Até recentemente, quando se pensava na evolução dos seres vivos, considerava-se o ser humano o expoente máximo da evolução. E, de facto, o cérebro humano é o órgão biológico de pensamento e reflexão mais complexo que o processo evolutivo da vida produziu. Pelo menos é aquele que maior influência e mais alterações pode concretizar, relativamente à nossa espécie e às outras, bem como ao ambiente, de que dependemos.

Fazendo fé em que a inteligência artificial não nos subjugará aos ditamos dos seus incansáveis, frios e “pacientes” algoritmos, a nossa massa cinzenta continuará a ser o factor principal das acções humanas.

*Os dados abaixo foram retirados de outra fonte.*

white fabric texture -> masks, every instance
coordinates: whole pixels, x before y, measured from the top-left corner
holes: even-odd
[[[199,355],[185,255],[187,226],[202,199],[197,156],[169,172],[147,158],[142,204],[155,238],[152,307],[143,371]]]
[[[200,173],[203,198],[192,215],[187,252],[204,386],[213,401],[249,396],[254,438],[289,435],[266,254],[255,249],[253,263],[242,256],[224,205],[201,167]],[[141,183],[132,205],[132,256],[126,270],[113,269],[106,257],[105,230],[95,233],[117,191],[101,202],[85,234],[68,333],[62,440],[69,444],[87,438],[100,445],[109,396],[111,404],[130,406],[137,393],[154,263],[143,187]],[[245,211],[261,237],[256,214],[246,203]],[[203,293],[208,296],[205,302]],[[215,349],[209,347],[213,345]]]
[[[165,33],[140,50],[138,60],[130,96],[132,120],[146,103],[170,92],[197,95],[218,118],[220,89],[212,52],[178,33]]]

Ou não, se as forças da Natureza, por si, ou devido à acumulação de perturbações que nela causamos, nos varrerem para a inexistência ou para alguma condição radicalmente limitadora. Também podemos admitir que a máquina do pensamento humano esteja a atingir algum tipo de saturação limitante e tenda a repetir as loucuras demenciais que, recorrentemente, semeámos na História, alturas em que nos “devoramos” que nem “cães”. Isto é um insulto para os cães (apesar das aspas), bem sei.

Por mim, não creio (nem desejo) que possa chegar ao ponto de me sentir um cão, caso indesejável, mas que não seria original.